Marshall Mission Files, Lot 54–D270
Minutes of Meeting Between General Marshall and Dr. Stuart at No. 5 Ning Hai Road, Nanking, November 9, 1946, 12:30 p.m.
|Also present:||Colonel Caughey|
Doctor Stuart referred to the meeting yesterday between the Third Party and General Chou En Lai concerning what attitude General Chou En Lai should adopt in answering the Government’s eight points. The resulting letter91 (enclosed) which had been sent to the Government yesterday through General Marshall was the result of this meeting. The letter is non-committal and refers only casually [Page 497]to the eight points, however it holds open a hope for continued negotiations and peace. Doctor Stuart continued by reporting that he had had a conference with Mister Wang Ping-nan92 who had asked him pointblank whether or not he or General Marshall had a hand in the preparation of the Generalissimo’s November 8 statement.
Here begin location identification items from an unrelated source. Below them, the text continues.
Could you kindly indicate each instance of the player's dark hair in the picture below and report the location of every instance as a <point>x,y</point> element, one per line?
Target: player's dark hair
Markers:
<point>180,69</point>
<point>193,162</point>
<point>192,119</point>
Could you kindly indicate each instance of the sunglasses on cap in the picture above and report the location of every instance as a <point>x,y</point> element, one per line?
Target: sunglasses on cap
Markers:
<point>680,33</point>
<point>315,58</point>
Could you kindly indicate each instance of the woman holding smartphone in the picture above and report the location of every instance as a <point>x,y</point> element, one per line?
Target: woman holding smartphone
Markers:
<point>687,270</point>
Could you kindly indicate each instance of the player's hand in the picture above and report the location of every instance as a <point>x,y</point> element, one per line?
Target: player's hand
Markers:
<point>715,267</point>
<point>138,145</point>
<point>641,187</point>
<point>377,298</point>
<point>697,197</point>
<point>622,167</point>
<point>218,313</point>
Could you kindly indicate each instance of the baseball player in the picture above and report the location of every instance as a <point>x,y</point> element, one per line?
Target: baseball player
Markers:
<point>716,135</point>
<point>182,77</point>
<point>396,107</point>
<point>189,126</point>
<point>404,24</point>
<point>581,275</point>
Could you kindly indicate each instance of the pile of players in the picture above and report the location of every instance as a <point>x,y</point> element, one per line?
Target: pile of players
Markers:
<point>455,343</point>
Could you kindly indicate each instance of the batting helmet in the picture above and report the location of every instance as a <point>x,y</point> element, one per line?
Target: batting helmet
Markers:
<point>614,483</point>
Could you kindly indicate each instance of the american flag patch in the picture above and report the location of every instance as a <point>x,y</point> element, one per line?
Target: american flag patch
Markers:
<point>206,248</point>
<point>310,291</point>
Doctor Stuart said that he slightly evaded the issue by saying that he and General Marshall had continuously been urging Generalissimo Chiang to issue some statement and that the Generalissimo’s statement was probably partially a result of this urging together with long consideration of the problem.
General Marshall said that General Chou En Lai’s letter referred to above (and enclosed) together with the Generalissimo’s letter dated 9 November requesting a meeting of the Committee of Three, made the situation look rather hopeful.
Dr. Stuart said that the Third Party, the Communists, and Government representatives are meeting this afternoon at Dr. Sun Fo’s93 residence to attempt to work out some of the major political issues. Dr. Stuart said that he had just seen Mr. Hu Lin, editor of the Ta Rung Pao, and impressed upon him the importance of implementing completely a cease fire agreement in order to permit continued progress toward solution of the political issues. Dr. Stuart said that he had asked Mr. Hu Lin also to stress the importance of convening the Constitutional Draft Committee (including all parties) and the importance of establishing the State Council. Dr. Stuart added that the reorganization of the Executive Yuan was relatively unimportant at this time and could possibly be delayed.